IN THIS ONE... Someone's using Toyman's shtick, forcing him to break out of prison.

CREDITS: Written by Mark Millar; art by Aluir Amancio and Terry Austin.

REVIEW: A pretty good Toyman story, sending us a couple of curve balls when it turns out he can't possibly be committing crimes because he's still in jail. We find out it's an old assistant (in a familiar costume, see In the Mainstream Comics, below) partnering with Vito Manheim (Bruno's more handsome brother) which draws the Toyman's ire and forces him to break out of jail. Except no, the assistant is just another toy and it's all part of 1) a breakout attempt and 2) a revenge scheme against the Manheims, Vito substituting in the story because the show went and killed Bruno.

Superman is required to stop the Toymen at every turn, of course, providing the comic's required action (fake Toyman with gas gun, toy soldiers on boat, giant sea dragon, giant toy locomotive), but though Toyman doesn't kill Vito like he wanted to, they become cell neighbors, so that's a more ironic last laugh. A strong but fun bit involves him fighting a toy as Clark Kent to confuse its targeting systems; let's hope Toyman doesn't have cameras in his toys.
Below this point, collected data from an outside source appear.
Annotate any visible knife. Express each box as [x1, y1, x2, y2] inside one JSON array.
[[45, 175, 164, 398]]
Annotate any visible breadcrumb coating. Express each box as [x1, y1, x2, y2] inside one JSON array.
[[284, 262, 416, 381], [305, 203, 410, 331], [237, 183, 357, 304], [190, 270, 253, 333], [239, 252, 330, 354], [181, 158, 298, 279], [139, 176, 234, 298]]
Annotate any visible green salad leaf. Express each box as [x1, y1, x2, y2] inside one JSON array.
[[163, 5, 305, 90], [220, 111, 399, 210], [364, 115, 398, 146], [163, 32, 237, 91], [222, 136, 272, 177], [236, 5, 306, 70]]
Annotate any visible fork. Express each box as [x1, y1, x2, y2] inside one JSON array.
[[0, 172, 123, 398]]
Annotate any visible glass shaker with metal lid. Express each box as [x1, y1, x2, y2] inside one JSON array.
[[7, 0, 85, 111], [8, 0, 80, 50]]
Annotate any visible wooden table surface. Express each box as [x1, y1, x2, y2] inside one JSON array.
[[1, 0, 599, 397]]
I want to talk about the art as well, which has some very, very nice flourishes. Amancio breaks his panel structure up with his figures. He makes Superman go transparent during a scene transition. He has Superman treat large objects as light toys, perhaps hinting at why Toyman makes an effective villain, at least thematically, for Superman. I'm not sure how on purpose his vintage cartoon rifs are, but the remote Toyman + water dragon put me in mind of Beany and Cecil, and the robot assistant of the cyborg version of the Three Stooges. He also sneaks in some shocking deaths, because there's no way those prison guards didn't die when the wind-up duck exploded. More questionable is Vito's Hawaiian shirt, its print looking like blood stains (but that's a coloring problem) and the final shot of Superman looking at the prison from afar in an odd position, but both of these ARE striking.
IN THE MAINSTREAM COMICS: Toyman's mechanical assistant is dressed as the Prankster, a very similar Superman villain that has yet to make an appearance in the DCAU. Bruno Manheim's borhter Vito has not, to my knowledge, ever been mentioned in the comics.

REREADABILITY: Medium-High - A good Toyman story with better than usual art.